The information provided by BS 8848 is for adventure providers and organisers of educational activities abroad. These may include university and academic fieldwork, gap year experience, charity challenges and research expeditions. You can also refer to it to help satisfy yourself that your potential provider has planned well, and has good procedures in place to manage safety overseas. See BSI’s guide to Safer Adventures to help you with this.

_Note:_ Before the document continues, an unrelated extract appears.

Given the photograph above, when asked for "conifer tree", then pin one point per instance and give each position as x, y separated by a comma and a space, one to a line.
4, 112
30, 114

Before committing to a particular adventure trip, find out:
- what planning, policies and procedures exist to identify and manage risk at every stage of the venture, including when there is unpredictable weather that may affect the activity
- what exactly the venture involves, and if are there any risky activities planned
- where or what the accommodation is
- who is responsible for individual aspects of the trip
- who is the person or organisation (the venture provider) with overall responsibility for all parts of the venture, including those run by third parties
- has the venture leader and team members got sufficient training and experience of similar ventures, activities and environments
- are there contact details to let you ask previous participants about their experiences
- what level of physical fitness, experience and skill level do you need to take part
- is any pre-trip training required and what equipment is needed
- are particular vaccinations or anti-malaria precautions recommended
- is there any guidance on coping with environment-related illnesses, for example heatstroke, or altitude sickness
- what evidence do they have of using the safety standard properly
If there is no trip organiser, it is even more important to check all these points and make arrangements for yourself to cover all possibilities.